Dans son nouvel ouvrage, un récit autobiographique, Claude Jasmin raconte un amour de jeunesse, son premier grand amour, qui aurait pu être celui d’une vie, mais qui s’est terminé prématurément, pour de mauvaises raisons. C’était au moment de l’après-guerre, et la belle blonde, Anita, l’objet de cette passion, étudiait comme lui la céramique à l’École du meuble, à Montréal.
Dès qu’il la rencontre, sa voix grave et ses yeux bleus voilés de tristesse attirent le jeune Claude. Mais Anita est juive et, dans l’univers fermé du Québec d’avant la Révolution tranquille, c’est une tare impardonnable. Le fait qu’elle est une rescapée d’Auschwitz, où sont mortes sa mère et ses deux sœurs, ne lui vaut ni sympathie ni pitié, même si elle et son père, révoltés par les horreurs des camps de concentration, ne sont plus pratiquants ni croyants.
La famille du jeune homme s’acharne à lui faire comprendre que sa relation est inacceptable. Son père lui assène ces paroles : « Ton affaire de cœur, étouffe-moi ça en vitesse, je te parle pour ton bien, mon garçon, c’est voué à l’échec, une amourette impossible. J’ai un seul conseil à te donner, coupe ça à la racine avant qu’il soit trop tard et que tu saches plus comment t’en déprendre ». Lorsqu’il rencontre le couple par hasard, en réponse à Anita, qui lui demande pourquoi il déteste les Juifs, le père rétorque : « Vous avez tué le Christ, notre Seigneur Jésus-Christ ! »
Malgré tout, habité par son « amour fou », comme il le dit, le jeune Claude résiste à la guerre d’usure menée par son entourage. Au fil de ses sorties avec sa belle Juive et ses amis, il fait revivre au lecteur la bohème montréalaise des années 1950. Il nous plonge dans le fascinant milieu artistique du temps, avec Alfred Pellan, Paul-Émile Borduas et les automatistes, Jacques Normand alors animateur au Faisan doré, le poète Claude Gauvreau, le jeune Armand Vaillancourt moqué par les badauds…
Mais la bataille menée contre la relation dénoncée ne tarit pas.

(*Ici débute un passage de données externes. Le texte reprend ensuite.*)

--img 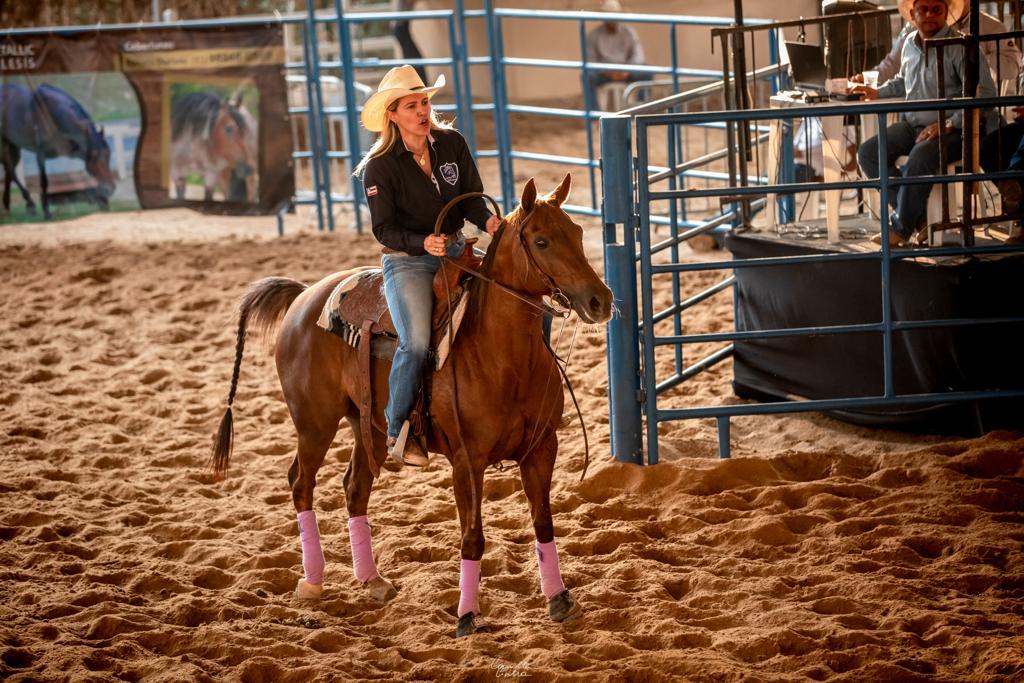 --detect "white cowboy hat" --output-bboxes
[359,65,444,133]
[899,0,964,26]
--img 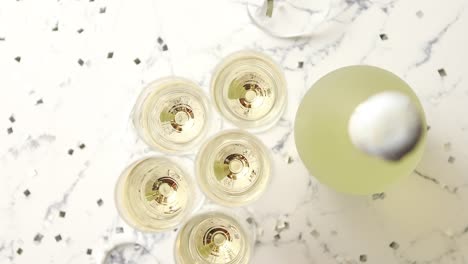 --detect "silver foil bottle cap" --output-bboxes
[133,77,210,153]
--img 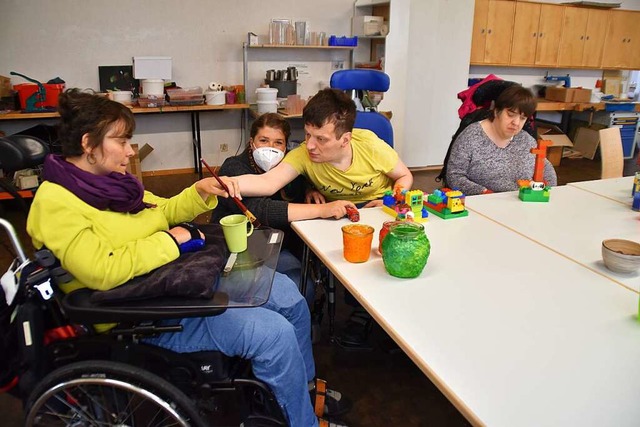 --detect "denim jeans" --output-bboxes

Des accusations contre Anita sont rapportées à son amoureux. Bouleversé, il les prend pour fondées et, sans en parler à la jeune femme, décide de s’éloigner d’elle. C’est fini : il rentre dans le rang, bien qu’il en souffre. À tel point que, plus tard, en repensant à ce tournant dramatique de son existence, il en vient à la conclusion que le mal existe, qu’il est vraiment une réalité.